3. Basic Features
In the first instance, headphone amps are defined primarily by their intended area of use. Most obviously, the priorities for studio and live models are rather different: sound quality is usually the most important factor in the studio, whereas high quality is of little use in a loud live situation if there is not enough volume. Of course, many units are intended for general use in both areas, particularly in the lower price range.
The simplest headphone amps enable a single listener to use headphones in conjunction with equipment that lacks a headphone output. This is often the case with audiophile hi-fi components. Also, some equipment (including budget/mid-range hi-fi amps and many budget mixers) is let down by headphone outputs which are of poorer quality than the main outputs. This type of headphone amp usually has a single pair of phono or jack inputs, one or two stereo headphone outputs and a volume control.
Headphone amps are also defined in terms of number of channels (inputs) and number of outputs, and the two must not be confused. In the studio, most mixing desks (and computer audio interfaces) have a single headphone output; occasionally there may be two. This is often perfectly adequate in a home/project studio; the main reason for equipping a studio with a headphone amp is to enable several people to use headphones at once. This defines the next-simplest type of headphone amp, which has a single stereo input but several (typically four or eight) headphone outputs. Controls are usually limited to a volume control per output. In the studio, this makes it easy for each musician to control the volume in his cans, but does not help when a singer asks to hear more of herself and less of everything else while the other musicians want just the opposite
A multi-channel headphone amp may help in this situation.
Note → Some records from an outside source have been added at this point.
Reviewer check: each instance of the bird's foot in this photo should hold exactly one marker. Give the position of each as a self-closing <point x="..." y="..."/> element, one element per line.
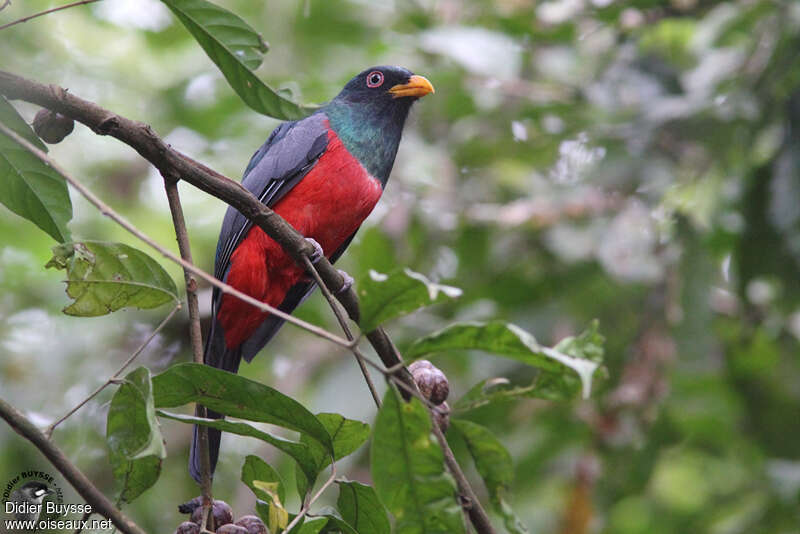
<point x="348" y="281"/>
<point x="318" y="253"/>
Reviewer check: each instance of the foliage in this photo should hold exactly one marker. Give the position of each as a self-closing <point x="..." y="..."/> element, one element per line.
<point x="633" y="162"/>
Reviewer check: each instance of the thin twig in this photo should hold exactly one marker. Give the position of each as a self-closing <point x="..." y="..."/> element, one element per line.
<point x="174" y="165"/>
<point x="53" y="10"/>
<point x="304" y="509"/>
<point x="113" y="378"/>
<point x="196" y="337"/>
<point x="345" y="328"/>
<point x="99" y="502"/>
<point x="85" y="517"/>
<point x="119" y="219"/>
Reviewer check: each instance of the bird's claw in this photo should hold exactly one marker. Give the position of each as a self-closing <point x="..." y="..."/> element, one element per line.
<point x="348" y="281"/>
<point x="318" y="253"/>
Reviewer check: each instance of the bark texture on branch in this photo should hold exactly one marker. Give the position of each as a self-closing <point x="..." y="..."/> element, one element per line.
<point x="175" y="166"/>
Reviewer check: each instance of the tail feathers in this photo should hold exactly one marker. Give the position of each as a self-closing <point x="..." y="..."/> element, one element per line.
<point x="220" y="356"/>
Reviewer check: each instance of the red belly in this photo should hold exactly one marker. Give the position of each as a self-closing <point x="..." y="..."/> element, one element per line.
<point x="328" y="205"/>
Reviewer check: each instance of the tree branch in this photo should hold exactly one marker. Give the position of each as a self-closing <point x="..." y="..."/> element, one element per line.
<point x="174" y="166"/>
<point x="100" y="504"/>
<point x="196" y="339"/>
<point x="53" y="10"/>
<point x="346" y="329"/>
<point x="49" y="431"/>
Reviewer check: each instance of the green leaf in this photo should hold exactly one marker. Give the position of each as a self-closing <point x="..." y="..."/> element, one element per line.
<point x="28" y="186"/>
<point x="14" y="121"/>
<point x="408" y="470"/>
<point x="136" y="447"/>
<point x="387" y="296"/>
<point x="347" y="435"/>
<point x="312" y="526"/>
<point x="360" y="507"/>
<point x="500" y="389"/>
<point x="299" y="451"/>
<point x="231" y="44"/>
<point x="105" y="277"/>
<point x="580" y="354"/>
<point x="257" y="470"/>
<point x="236" y="396"/>
<point x="494" y="464"/>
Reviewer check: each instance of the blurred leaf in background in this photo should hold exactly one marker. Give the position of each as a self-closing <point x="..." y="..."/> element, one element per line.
<point x="630" y="161"/>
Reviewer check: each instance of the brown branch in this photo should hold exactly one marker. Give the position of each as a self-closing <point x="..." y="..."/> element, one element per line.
<point x="120" y="220"/>
<point x="100" y="504"/>
<point x="196" y="338"/>
<point x="174" y="166"/>
<point x="49" y="431"/>
<point x="41" y="13"/>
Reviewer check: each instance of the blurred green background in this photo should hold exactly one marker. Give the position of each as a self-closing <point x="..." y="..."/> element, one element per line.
<point x="636" y="162"/>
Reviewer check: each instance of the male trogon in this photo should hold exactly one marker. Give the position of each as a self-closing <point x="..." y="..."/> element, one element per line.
<point x="323" y="174"/>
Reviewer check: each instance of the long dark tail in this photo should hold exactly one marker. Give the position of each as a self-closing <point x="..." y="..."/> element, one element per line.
<point x="217" y="354"/>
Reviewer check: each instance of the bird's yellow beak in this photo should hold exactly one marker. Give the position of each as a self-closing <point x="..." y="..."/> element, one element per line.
<point x="417" y="86"/>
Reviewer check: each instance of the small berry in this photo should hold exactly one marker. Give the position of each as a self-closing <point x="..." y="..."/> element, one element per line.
<point x="253" y="524"/>
<point x="431" y="381"/>
<point x="441" y="414"/>
<point x="187" y="527"/>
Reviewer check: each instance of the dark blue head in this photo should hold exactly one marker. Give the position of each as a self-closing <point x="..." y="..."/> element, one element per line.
<point x="369" y="114"/>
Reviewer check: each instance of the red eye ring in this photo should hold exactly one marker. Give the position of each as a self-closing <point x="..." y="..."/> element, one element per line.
<point x="374" y="79"/>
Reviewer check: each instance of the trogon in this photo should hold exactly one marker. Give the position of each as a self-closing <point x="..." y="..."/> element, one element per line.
<point x="323" y="175"/>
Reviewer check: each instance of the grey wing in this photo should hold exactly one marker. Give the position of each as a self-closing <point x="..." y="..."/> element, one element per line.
<point x="290" y="152"/>
<point x="296" y="295"/>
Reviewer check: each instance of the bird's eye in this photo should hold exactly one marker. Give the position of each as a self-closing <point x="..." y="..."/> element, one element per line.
<point x="374" y="79"/>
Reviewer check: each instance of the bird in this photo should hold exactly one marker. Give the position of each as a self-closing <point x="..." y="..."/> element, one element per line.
<point x="323" y="174"/>
<point x="28" y="499"/>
At its most basic, such a unit simply comprises several stereo headphone amps within one box, each with its own input and output. To keep the singer and musicians happy in the above example, the recording engineer would have to create several different mixes (usually using aux sends) and feed each to its own headphone amp channel.
This often works well enough, but still means that the engineer constantly has to deal with requests for more of one instrument or less of another. A more sophisticated variety of multi-channel headphone amp which solves this problem is essentially a simple mixer, but with the controls grouped by output rather than input. In the case of a typical 4x4 unit (four ins, four outs), four headphone output sections each have four volume controls corresponding to four inputs. The engineer simply sends separate instruments (or submixes) to each channel; each musician has total control over how much (if any) of each input he wishes to hear.
Many designs can be switched between these modes of operation. Of course, the sound engineer can also achieve a compromise appropriate to a particular session, for instance by sending the main mix to one channel while reserving three channels for particularly important components. He could even phase reverse these so that while the musicians all get the same basic mix, they can turn an individual channel knob up in order to hear less of a particular instrument!
As with many other pieces of equipment, attention to specifications can be important. In particular, make sure that any headphone amp under consideration is designed to match the impedance of your headphones. While most budget/mid-range headphones and amps will all work together happily, some high-impedance studio headphones (400-600ohms) will not be driven properly by consumer-grade headphone amps and will sound very quiet as a result.